2.15 Characters


2.15 Characters

Perhaps the most important data type on a personal computer is the character data type. The term "character" refers to a human or machine readable symbol that is typically a non-numeric entity. In general, the term "character" refers to any symbol that you can normally type on a keyboard (including some symbols that may require multiple key presses to produce) or display on a video display. Many beginners often confuse the terms "character" and "alphabetic character." These terms are not the same. Punctuation symbols, numeric digits, spaces, tabs, carriage returns (ENTER), other control characters, and other special symbols are also characters. When this text uses the term "character" it refers to any of these characters, not just the alphabetic characters. When this text refers to alphabetic characters, it will use phrases like "alphabetic characters", "upper case characters", or "lower case characters."

Another common problem beginners have when they first encounter the character data type is differentiating between numeric characters and numbers. The character ‘1’ is distinct from the value one. The computer (generally) uses two different internal representations for numeric characters (‘0,’ ‘1,’ , ‘9’) versus the numeric values 0..9. You must take care not to confuse the two.

Most computer systems use a oneor two-byte sequence to encode the various characters in binary form. Windows and Linux certainly fall into this category, using either the ASCII or Unicode encodings for characters.

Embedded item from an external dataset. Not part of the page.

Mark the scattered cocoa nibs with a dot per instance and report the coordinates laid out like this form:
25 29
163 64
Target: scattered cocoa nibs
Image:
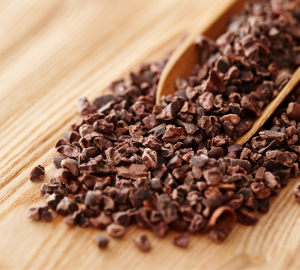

This section will discuss the ASCII character set and the character declaration facilities that HLA provides.

2.15.1 The ASCII Character Encoding

The ASCII (American Standard Code for Information Interchange) character set maps 128 textual characters to the unsigned integer values 0..127 ($0..$7F). Internally, of course, the computer represents everything using binary numbers so it should come as no surprise that the computer also uses binary values to represent non-numeric entities such as characters. Although the exact mapping of characters to numeric values is arbitrary and unimportant, it is important to use a standardized code for this mapping because you will need to communicate with other programs and peripheral devices, and you need to talk the same "language" as these other programs and devices. This is where the ASCII code comes into play; it is a standardized code that nearly everyone has agreed upon. Therefore, if you use the ASCII code 65 to represent the character "A" then you know that some peripheral device (such as a printer) will correctly interpret this value as the character "A" whenever you transmit data to that device.

You should not get the impression that ASCII is the only character set in use on computer systems. IBM uses the EBCDIC character set family on many of its mainframe computer systems. Another common character set in use is the Unicode character set. Unicode is an extension to the ASCII character set that uses 16 bits rather than 7 to represent characters. This allows the use of 65,536 different characters in the character set, allowing the inclusion of most symbols in the world's different languages into a single unified character set.

Because the ASCII character set provides only 128 different characters and a byte can represent 256 different values, an interesting question arises: "What do we do with the values 128..255 that one could store into a byte?" One answer is to ignore those extra values. That will be the primary approach of this text. Another possibility is to extend the ASCII character set and add an additional 128 characters to the character set. Of course, this would tend to defeat the whole purpose of having a standardized character set unless you could get everyone to agree upon the extensions. That is a difficult task.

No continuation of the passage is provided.